Lundi 12 mai 2008, à 14h28 heure locale (6h28 GMT), un séisme de magnitude importante s’est produit à environ 80 km à l’Ouest-nord-ouest de Chengdu, capitale de la province du Sichuan en Chine. L’Institut de radioprotection et de sûreté nucléaire (IRSN) a réalisé une nouvelle note dans laquelle l’institut tire un premier bilan de l’impact du séisme qui a eu lieu en Chine sur les installations nucléaires et les risques liés pour l’environnement.
La magnitude de moment est estimée à 7,9. L’épicentre est situé à une latitude de 31,021° Nord et à une longitude de 103,367° Est. Le séisme s’est produit à environ 10 km de profondeur selon 'USGS NEIC.
Selon la fiche de l’IRSN, le séisme de du Sichuan a été largement ressenti en Chine et jusqu’en Thaïlande et Taiwan. Un bilan provisoire fait état de plus de 21 500 morts confirmés, mais le bilan total pourrait dépasser les 50.000 morts selon des estimations du gouvernement central. Selon le Bureau sismologique chinois, ce séisme a affecté plus de la moitié des provinces et municipalités chinoises.
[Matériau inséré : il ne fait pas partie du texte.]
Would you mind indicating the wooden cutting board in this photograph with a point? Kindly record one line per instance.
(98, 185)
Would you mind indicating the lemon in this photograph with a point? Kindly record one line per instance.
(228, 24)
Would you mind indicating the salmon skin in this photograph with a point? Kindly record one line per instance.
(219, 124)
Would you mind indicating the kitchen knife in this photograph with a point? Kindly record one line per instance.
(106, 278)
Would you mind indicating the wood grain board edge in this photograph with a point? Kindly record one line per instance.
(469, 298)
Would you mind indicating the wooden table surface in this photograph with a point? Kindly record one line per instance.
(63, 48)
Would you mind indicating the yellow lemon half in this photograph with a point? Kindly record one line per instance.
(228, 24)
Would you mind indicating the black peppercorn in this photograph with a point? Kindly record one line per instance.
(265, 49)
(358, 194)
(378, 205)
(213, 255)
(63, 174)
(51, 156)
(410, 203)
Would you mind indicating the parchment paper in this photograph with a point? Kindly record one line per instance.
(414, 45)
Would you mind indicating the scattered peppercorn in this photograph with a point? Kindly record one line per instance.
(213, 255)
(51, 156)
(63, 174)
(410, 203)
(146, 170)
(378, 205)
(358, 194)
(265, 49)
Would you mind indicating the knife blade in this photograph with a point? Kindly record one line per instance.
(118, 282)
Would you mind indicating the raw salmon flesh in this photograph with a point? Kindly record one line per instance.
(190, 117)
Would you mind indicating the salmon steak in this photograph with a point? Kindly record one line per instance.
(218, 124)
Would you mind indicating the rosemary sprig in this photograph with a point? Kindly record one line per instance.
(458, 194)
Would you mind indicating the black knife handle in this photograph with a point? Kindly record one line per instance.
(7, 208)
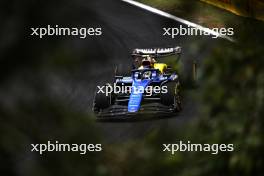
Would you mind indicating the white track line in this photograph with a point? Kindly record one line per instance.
(167, 15)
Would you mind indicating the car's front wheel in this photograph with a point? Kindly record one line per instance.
(172, 97)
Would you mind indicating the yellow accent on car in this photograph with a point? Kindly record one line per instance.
(160, 66)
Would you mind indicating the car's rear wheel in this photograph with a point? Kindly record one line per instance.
(172, 97)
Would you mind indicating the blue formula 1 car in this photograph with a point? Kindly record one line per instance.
(149, 87)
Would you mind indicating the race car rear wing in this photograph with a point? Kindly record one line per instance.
(157, 52)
Le séisme a été ressenti à une très grande distance de l’épicentre et a fait de nombreuses victimes ainsi que des dégâts matériels importants. Le bilan humain, pour le moment provisoire, fait état de près de 50 000 morts et disparus, et de 159 000 blessés (source : AFP, 16/05/08).
La majorité des victimes a été recensée dans la province du Sichuan, en particulier dans les villes de Deyang (6 000 morts) et de Mianyang (5 000 morts et 18 000 disparus). Dans le seul comté autonome de Beichuan (préfecture de Mianyang), 80 % des maisons sont détruites. Environ un millier de collégiens et professeurs sont également décédés ou portés disparus après l’effondrement de leur collège dans ce même comté (source : AFP, 13/05/08).
Des centaines de personnes ont été ensevelies sous deux usines chimiques effondrées à Shifang, une ville de la préfecture de Deyang, et plus de 80 tonnes d’ammoniac se sont répandues dans l’environnement (source : Chinese Government News Agency Xinhua).
Des victimes sont également à déplorer dans les provinces voisines de Gansu, Chongqing et Yunnan. Pour ces trois dernières, le nombre de victimes est estimé à plus de 180.
Trois jours après le séisme, le ministre chinois des ressources hydrauliques a évoqué de "sérieux problèmes de sécurité" sur certains ouvrages hydrauliques de la région du Sichuan. Les autorités chinoises reconnaissent des risques de sécurité dans plus de 400 réservoirs d'eau.
Impact du séisme du Sichuan sur les installations nucléaires.
Selon l’IRSN, plusieurs installations nucléaires ne produisant pas d’électricité sont répertoriées dans la région du Sichuan : deux installations d’enrichissement et de fabrication de combustible nucléaire (à Yibin et Heiping). Ces installations se situent à plus de 150 km de la faille à l’origine du séisme. Elles contiennent relativement peu de substances radioactives, le combustible n’étant pas irradié.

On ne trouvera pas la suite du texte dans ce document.